As a part of the Irish diaspora, the boat form is an important symbol of migration within my own artistic methodology. Made from recycled materials, this sculpture is displayed as an artifact which is symbolic of my own migration through life and culture. |
Summer 2018
Kaz McCue
Kaz McCue was the very first artist-in-residence at Villa Barr Art Park. He not only spent time working on his piece, Ag dul Abhaile, but he took time to help organize and go through much of David Barr’s home and studio.

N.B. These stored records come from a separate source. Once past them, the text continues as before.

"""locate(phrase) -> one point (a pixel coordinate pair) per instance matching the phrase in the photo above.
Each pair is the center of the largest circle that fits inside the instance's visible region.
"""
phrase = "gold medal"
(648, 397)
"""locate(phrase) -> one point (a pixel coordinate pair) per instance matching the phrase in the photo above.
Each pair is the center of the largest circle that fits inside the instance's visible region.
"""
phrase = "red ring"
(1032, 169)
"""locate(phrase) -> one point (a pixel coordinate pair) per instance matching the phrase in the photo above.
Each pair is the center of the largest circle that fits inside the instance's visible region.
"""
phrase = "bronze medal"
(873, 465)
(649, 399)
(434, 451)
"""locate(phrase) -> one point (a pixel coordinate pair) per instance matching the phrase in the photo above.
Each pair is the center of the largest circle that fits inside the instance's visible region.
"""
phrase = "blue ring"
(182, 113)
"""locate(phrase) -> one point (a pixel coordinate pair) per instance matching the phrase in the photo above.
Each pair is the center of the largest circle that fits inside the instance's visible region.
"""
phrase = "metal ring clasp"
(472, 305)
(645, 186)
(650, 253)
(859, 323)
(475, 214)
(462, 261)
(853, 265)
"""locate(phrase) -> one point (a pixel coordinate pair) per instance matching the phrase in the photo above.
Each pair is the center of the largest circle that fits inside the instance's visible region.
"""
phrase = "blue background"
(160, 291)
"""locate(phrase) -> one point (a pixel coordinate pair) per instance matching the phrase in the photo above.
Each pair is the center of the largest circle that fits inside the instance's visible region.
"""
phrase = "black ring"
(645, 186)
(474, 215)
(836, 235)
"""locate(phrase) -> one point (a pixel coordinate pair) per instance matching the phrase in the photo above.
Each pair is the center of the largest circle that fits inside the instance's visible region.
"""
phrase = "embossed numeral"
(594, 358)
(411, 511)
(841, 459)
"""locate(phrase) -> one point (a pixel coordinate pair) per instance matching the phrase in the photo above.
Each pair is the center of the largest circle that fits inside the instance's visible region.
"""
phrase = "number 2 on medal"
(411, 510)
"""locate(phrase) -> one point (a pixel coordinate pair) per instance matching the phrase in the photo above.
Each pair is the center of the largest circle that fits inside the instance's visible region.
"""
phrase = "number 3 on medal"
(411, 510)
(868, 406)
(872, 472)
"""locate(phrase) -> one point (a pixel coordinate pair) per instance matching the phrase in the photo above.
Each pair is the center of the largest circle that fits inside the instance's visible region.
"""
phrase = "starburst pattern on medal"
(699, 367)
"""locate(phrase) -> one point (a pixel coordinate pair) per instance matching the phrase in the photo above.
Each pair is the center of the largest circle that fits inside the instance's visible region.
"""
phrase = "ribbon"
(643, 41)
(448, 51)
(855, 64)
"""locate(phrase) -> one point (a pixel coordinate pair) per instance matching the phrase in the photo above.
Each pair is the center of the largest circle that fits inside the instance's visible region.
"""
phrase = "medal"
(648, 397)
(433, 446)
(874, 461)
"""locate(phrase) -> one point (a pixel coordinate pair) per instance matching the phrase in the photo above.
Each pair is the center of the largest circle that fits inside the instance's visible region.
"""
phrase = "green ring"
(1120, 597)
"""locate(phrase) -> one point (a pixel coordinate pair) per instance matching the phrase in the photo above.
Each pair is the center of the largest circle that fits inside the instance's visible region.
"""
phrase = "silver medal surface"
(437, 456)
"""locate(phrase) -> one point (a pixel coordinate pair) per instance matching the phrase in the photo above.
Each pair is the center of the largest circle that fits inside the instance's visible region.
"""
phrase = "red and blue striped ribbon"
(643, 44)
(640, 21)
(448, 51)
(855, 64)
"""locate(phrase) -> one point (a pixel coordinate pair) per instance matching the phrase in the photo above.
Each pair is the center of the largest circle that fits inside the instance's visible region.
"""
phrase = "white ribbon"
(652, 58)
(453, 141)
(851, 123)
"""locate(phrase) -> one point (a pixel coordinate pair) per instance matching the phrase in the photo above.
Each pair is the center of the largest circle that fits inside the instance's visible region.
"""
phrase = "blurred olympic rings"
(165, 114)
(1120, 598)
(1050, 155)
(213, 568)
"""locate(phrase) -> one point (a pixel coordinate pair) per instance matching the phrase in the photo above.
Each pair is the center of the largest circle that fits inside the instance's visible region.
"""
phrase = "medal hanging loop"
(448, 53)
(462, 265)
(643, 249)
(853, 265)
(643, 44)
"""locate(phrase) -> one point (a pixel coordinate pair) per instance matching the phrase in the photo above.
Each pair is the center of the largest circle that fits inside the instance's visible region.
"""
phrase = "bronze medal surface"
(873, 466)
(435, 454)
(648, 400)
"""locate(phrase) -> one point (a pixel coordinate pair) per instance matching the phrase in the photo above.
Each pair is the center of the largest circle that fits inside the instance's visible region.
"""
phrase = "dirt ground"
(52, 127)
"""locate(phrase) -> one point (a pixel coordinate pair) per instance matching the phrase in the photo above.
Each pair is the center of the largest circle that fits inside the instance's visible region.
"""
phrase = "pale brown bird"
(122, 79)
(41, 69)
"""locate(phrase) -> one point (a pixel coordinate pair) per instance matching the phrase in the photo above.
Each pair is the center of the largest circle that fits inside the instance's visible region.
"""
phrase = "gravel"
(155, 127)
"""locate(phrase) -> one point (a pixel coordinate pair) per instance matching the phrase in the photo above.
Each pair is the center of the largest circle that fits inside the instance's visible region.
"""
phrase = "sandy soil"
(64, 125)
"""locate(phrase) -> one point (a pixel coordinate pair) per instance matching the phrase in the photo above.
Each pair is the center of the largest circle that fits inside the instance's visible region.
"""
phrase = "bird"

Kaz drew inspiration for Ag Dul Abhaile from an old Celtic sculpture of a boat. Boating is something that has always captured his imagination. Growing up in Leelanau County on the Manitou Passage there is a rich history of boating through shipping, voyager canoes, & Native American migration. Boating also connects back to his family’s cultural history, they were brought to America on boats from Ireland as skilled laborers. Kaz really enjoyed being able to connect his interested in boating, cultural history, use of found materials and storytelling to create Ag Dul Abhaile.